# 1960 AHSME Problems/Problem 36

## Problem 36

Let $s_1, s_2, s_3$ be the respective sums of $n, 2n, 3n$ terms of the same arithmetic progression with $a$ as the first term and $d$ as the common difference. Let $R=s_3-s_2-s_1$. Then $R$ is dependent on:

$\textbf{(A)}\ a\text{ }\text{and}\text{ }d\qquad \textbf{(B)}\ d\text{ }\text{and}\text{ }n\qquad \textbf{(C)}\ a\text{ }\text{and}\text{ }n\qquad \textbf{(D)}\ a, d,\text{ }\text{and}\text{ }n\qquad \textbf{(E)}\ \text{neither} \text{ } a \text{ } \text{nor} \text{ } d \text{ } \text{nor} \text{ } n$

## Solution

The nth term of the sequence with first term $a$ is $a + d(n-1)$. That means the sum of the first $n$ terms is with first term $a$ is $\frac{n(2a + dn -d)}{2}$.

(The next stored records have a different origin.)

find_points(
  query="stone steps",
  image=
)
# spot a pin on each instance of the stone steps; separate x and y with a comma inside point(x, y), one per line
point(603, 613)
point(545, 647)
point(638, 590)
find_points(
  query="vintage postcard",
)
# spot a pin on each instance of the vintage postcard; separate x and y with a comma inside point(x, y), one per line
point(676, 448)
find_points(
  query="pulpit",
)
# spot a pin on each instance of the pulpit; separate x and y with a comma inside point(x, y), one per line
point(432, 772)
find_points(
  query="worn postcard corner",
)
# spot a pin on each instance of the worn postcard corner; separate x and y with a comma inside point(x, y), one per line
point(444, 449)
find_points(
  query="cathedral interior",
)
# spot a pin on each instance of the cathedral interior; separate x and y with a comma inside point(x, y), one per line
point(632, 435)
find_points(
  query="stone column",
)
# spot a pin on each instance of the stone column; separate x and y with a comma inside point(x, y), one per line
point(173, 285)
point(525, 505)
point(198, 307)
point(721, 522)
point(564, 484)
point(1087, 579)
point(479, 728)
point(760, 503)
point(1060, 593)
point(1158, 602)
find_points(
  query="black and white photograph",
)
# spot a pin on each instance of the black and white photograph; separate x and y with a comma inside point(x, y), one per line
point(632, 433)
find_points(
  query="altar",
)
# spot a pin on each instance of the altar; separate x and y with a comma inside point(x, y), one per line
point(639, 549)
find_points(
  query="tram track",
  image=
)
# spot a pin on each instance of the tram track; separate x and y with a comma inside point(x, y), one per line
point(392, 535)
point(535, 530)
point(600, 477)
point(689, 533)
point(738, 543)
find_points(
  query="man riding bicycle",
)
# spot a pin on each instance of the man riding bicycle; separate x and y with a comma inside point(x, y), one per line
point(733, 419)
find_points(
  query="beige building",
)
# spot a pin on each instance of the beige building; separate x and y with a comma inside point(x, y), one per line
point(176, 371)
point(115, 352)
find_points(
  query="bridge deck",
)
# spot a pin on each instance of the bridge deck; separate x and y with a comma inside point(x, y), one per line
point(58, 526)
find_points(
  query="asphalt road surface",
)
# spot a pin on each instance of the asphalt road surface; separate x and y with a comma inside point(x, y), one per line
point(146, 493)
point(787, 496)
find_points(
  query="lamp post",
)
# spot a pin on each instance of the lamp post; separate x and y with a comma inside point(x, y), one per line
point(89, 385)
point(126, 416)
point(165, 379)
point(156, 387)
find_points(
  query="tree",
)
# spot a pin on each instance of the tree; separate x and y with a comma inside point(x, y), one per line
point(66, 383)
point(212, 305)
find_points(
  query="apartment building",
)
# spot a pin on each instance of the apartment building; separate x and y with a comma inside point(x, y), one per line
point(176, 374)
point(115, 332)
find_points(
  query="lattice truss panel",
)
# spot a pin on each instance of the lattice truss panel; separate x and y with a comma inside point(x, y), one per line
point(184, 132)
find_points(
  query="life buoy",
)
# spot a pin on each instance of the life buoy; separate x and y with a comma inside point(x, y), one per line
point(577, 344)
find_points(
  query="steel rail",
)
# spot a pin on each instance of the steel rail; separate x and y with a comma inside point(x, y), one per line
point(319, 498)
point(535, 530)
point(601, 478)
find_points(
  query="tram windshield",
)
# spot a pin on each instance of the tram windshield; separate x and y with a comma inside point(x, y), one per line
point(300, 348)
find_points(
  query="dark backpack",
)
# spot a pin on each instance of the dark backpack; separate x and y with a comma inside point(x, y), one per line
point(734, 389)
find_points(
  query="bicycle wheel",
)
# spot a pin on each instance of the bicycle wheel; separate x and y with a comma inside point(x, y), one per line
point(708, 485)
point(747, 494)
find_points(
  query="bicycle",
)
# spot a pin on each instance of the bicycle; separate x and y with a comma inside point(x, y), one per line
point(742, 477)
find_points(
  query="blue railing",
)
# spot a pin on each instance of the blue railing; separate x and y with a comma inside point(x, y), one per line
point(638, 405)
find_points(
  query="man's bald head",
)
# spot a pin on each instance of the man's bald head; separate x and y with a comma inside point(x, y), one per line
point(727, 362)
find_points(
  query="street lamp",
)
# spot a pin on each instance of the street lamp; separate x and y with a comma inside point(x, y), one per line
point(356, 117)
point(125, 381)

The 2nth term of the sequence with first term $a$ is $a + d(2n-1)$. That means the sum of the first $2n$ terms is with first term $a$ is $\frac{2n(2a + 2dn -d)}{2}$.

The 3nth term of the sequence with first term $a$ is $a + d(3n-1)$. That means the sum of the first $3n$ terms is with first term $a$ is $\frac{3n(2a + 3dn -d)}{2}$.

Substituting $s_1$, $s_2$, and $s_3$ with its respective values results in

$$\frac{3n(2a + 3dn -d)}{2}-\frac{2n(2a + 2dn -d)}{2}-\frac{n(2a + dn -d)}{2}$$ $$\frac{6an + 9dn^2 -3nd}{2}-\frac{4an + 4dn^2 - 2nd}{2}-\frac{2an + dn^2 - dn}{2}$$

$$\frac{4dn^2}{2}$$

$$2dn^2$$

The answer is $\boxed{\textbf{(B)}}$.